La Ronciére telefoneó a Smith, quien le dijo sencillamente:
—Un avión le espera en Zemba. Le dejará en Kipushi. Buena suerte. La necesitará usted.
Fonts llegó al campamento Massart a las diez de la mañana. El campamento estaba situado entre el barrio africano y la ciudad europea. Era un grupo de cuarteles que formaban un cuadrilátero de un kilómetro de lado, cercado por una gran tapia. Mil quinientos hombres recibían allí una instrucción militar de otra época.
Fonts había circulado por calles desiertas. Ya no se oía un tiro, como si la resistencia hubiese cesado. Pero a la entrada del campo fue acogido con gritos. Un centinela, sin dar el alto, disparó sobre su coche. Sólo tuvo tiempo de abandonarlo y saltar a la cuneta.

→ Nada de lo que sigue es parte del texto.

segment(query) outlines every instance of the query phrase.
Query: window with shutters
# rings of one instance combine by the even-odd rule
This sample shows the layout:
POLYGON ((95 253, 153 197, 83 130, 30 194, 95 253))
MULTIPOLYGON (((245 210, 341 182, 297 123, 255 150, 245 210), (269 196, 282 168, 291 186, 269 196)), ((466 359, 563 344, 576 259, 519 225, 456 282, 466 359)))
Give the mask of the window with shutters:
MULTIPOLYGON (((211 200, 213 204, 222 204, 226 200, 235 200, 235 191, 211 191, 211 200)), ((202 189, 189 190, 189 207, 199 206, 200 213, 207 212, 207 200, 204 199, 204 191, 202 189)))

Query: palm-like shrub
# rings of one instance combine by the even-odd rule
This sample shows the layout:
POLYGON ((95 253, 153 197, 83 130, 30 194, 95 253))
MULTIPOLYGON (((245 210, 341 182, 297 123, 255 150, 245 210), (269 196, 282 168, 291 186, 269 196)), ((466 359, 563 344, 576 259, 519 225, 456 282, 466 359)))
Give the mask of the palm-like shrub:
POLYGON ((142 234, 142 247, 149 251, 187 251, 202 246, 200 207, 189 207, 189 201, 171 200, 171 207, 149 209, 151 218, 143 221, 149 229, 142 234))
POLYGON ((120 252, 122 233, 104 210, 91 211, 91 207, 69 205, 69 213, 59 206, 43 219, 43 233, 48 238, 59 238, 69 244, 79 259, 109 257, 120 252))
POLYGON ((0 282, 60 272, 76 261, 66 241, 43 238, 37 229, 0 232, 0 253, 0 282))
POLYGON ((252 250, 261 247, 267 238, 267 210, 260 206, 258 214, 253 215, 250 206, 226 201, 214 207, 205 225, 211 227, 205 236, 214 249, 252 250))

Entonces, una decena de energúmenos, a través de las verjas desde lo alto dé los muros, soltaron sobre el «403» ráfagas de fusil-ametrallador, dejándolo como un colador.
Cuando el ruido se hubo calmado, Fonts avanzó hacia las verjas, siempre al amparo de la cuneta. Llegado a algunos metros, gritó:
—No tiréis, soy amigo. Me envía el presidente Kimjanga.
Un gendarme replicó:
—Si tú, amigo.,., ¡manos arriba! Acércate.
Fonts avanzó despacio, brazos én alto, amenazado por veinte fusiles empuñados por veinte negros a la par frenéticos y muertos de miedo.
¡Cuando pienso que cualquiera de esos salvajes, según su humor, el estado de sus nervios, o porque un compañero le azuza puede terminar en este país de saínete con la carrera del pequeño Fonts!
»¡Son más de mil detrás de esos muros, con un verdadero arsenal, y tiemblan de canguelo porque ven venir a un blanco!»
Los gendarmes, a través de la verja, le pidieron los papeles, pero no querían que bajase los brazos para sacarse la cartera.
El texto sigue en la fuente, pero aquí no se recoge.